Tendrá que ponerse aloe vera cada noche o le retirarán la  custodia de dos millones de cubanos.
  Detrás de su caída podría estar el discurso inaugural del  peluquero LLongueras.

New York, corresponsalía.- Esta mañana se ha conocido la nueva resolución del Consejo de Seguridad de la ONU sobre la barba de Fidel Castro. Y su texto ha sido tajante: deberá cortársela entera antes de las 09:00 a.m. del próximo sábado o las fuerzas internacionales de paz invadirán el país.

 Según información del “New York Times” los miembros del consejo han pasado la mañana atendiendo al discurso del peluquero LLongueras, al que le correspondía la primera alocución como presidente de la internacional de peluqueros multimillonarios. La petición de LLongueras ha sido radical, durante su speech ha empleado expresiones hasta entonces prohibidas en la ONU, como  “rapar al cero” e incluso “ingles brasileñas”. Tras dos horas escuchando su voz rasgada, los delegados han pedido votar anticipadamente, e incluso Rusia, país de barbudos, ha votado contra Castro.

 El dictador se mantenía en comunicación permanente a través de una videoconferencia, y ha intentado esquivar la condena alegando que tiene “una piel muy sensible“. Incluso ha enseñado a la cámara sus recetas médicas de “L´Oreal pour men” y “Latoja Antiaging”. Pero tampoco así ha logrado eludir la dura sentencia, que además le ha condenado a ponerse aloe vera cada noche de luna creciente.

 Hasta ahora Fidel Castro había colado su chándal y su barba desarreglada y cargada de células madre en los mejores establecimientos del mundo.

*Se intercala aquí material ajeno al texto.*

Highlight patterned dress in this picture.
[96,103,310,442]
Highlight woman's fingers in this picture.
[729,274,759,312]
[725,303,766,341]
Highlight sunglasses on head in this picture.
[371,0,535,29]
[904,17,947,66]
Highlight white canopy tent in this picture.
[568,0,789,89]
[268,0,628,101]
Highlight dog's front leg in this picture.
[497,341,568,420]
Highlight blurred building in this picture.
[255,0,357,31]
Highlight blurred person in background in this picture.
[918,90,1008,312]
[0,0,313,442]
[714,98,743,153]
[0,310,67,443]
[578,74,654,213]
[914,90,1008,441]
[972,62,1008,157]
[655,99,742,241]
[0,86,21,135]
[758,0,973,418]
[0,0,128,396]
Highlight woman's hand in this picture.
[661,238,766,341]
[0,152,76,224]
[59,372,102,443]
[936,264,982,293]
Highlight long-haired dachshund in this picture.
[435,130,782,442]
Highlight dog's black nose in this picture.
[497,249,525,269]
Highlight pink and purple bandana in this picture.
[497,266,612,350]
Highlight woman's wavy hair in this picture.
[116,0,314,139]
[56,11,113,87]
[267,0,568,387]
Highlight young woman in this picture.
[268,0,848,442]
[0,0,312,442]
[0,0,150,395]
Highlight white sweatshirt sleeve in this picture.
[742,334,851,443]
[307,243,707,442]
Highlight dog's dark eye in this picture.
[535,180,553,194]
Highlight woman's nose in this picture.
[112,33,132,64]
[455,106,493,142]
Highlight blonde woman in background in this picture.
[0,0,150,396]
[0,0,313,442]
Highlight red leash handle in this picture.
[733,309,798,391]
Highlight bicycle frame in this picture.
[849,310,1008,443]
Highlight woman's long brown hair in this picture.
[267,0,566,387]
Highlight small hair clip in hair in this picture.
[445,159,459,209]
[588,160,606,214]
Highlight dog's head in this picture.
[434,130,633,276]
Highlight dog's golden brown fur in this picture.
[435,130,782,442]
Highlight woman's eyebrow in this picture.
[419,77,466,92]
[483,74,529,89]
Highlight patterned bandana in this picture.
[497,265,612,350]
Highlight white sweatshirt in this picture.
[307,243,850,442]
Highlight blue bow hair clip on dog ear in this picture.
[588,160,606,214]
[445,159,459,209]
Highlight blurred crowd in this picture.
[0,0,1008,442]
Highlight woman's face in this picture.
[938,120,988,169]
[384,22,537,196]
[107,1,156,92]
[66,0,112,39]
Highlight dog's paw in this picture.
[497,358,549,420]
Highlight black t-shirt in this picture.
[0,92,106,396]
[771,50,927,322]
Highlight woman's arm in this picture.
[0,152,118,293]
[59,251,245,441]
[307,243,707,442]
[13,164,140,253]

No sólo en los hoteles Hilton y Ritz, sino incluso en la mansión de la familia Rockefeller, grandes accionistas de la Federal Reserve y del planeta entero. Pero desde que dio de baja su perfil de facebook el pasado enero, su fama y respeto internacionales han caído a niveles del Doctor No.

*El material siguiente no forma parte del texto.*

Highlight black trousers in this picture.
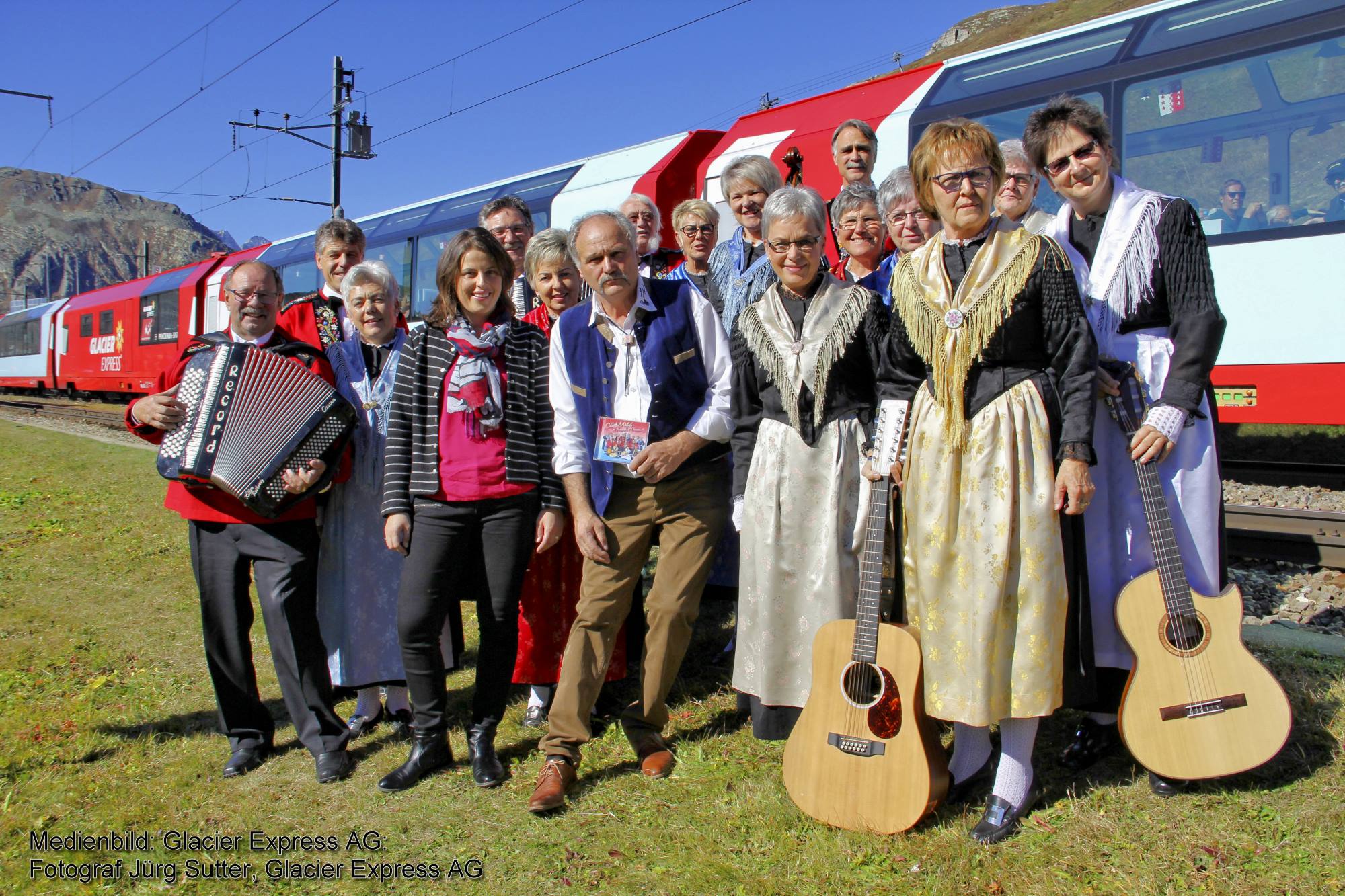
[397,490,539,732]
[187,520,350,756]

 Se espera que en próximas semanas un comité independiente de la Organización Freedom Capilar, dependiente de Naciones Unidas, se dirija a La Habana para verificar el cumplimiento de la sentencia, como ya ocurrió en su día con la correlativa barba de Saddam Hussein.

 Si Fidel no la acata voluntariamente, podría perder la custodia de dos millones de cubanos, o incluso ser entregado a Bruce Willis como carne de cañón para “Jungla de Cristal 9″.